What to do when Celery broker is down?

What to do when Celery broker is down? - django

I have a Celery server with a RabbitMQ broker. I use it to run background tasks in my Django project.
In one of my views a signal is triggered which then calls a celery task like this:
create_something.delay(pk)
The task is defined like this:
#task
def create_something(donation_pk):
# do something
Everything works great, but:
If RabbitMQ is down when I am calling the task no error is thrown during the create_something.delay(pk) call. But the view throws this error:
[Errno 111] Connection refused
(The stack trace is kind of useless, I think this is because of the signals used)
The question now is: How can I prevent this error? Is there a possibility to perform retries of the create_something.delay(pk) when the broker is down?
Thanks in advance for any hints!

Celery tasks has a .run() method, which will execute the task as it were part of the normal code flow.
create_something.run(pk)
You could catch the exception and execute .run() if needed.
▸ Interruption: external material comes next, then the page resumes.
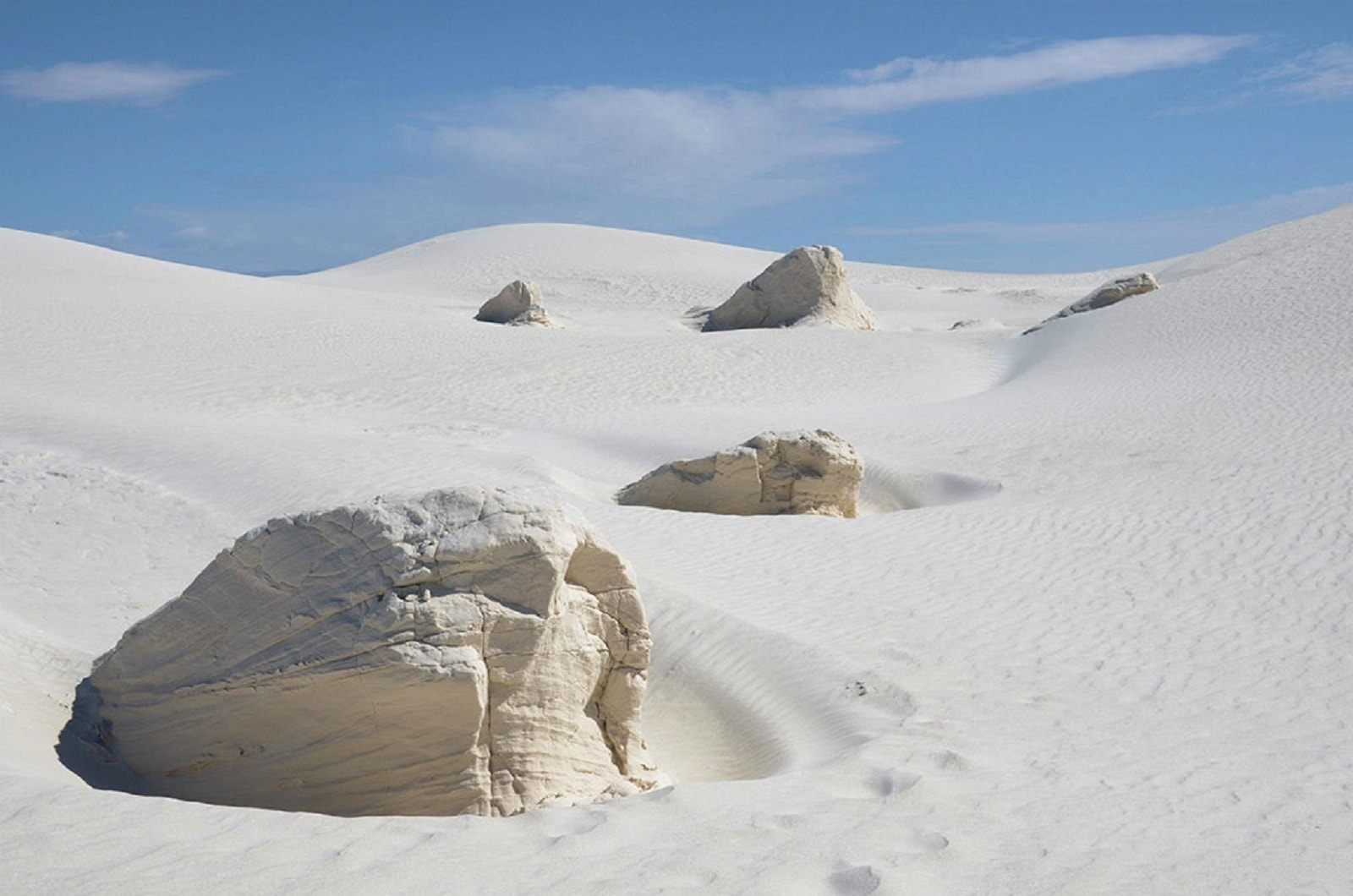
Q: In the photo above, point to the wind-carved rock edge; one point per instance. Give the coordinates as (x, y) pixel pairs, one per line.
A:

Is there a possibility to perform retries of the create_something.delay(pk) when the broker is down?
The exception thrown when you call the .delay() method and you cannot connect can be caught just like any other exception:
try:
foo.delay()
except <whatever exception is actually thrown>:
# recover
You could build a loop around this to retry but you should take care not to keep the request up for very long. For instance, if it takes a whole second for your connectivity problem to get resolved, you don't want to hold up the request for a whole second. An option here may be to abort quickly but use the logging infrastructure so that an email is sent to the site administrators. A retry loop would be the last thing I'd do once I've identified what causes the connectivity issue and I have determined it cannot be helped. In most cases, it can be helped, and the retry loop is really a bandaid solution.
How can I prevent this error?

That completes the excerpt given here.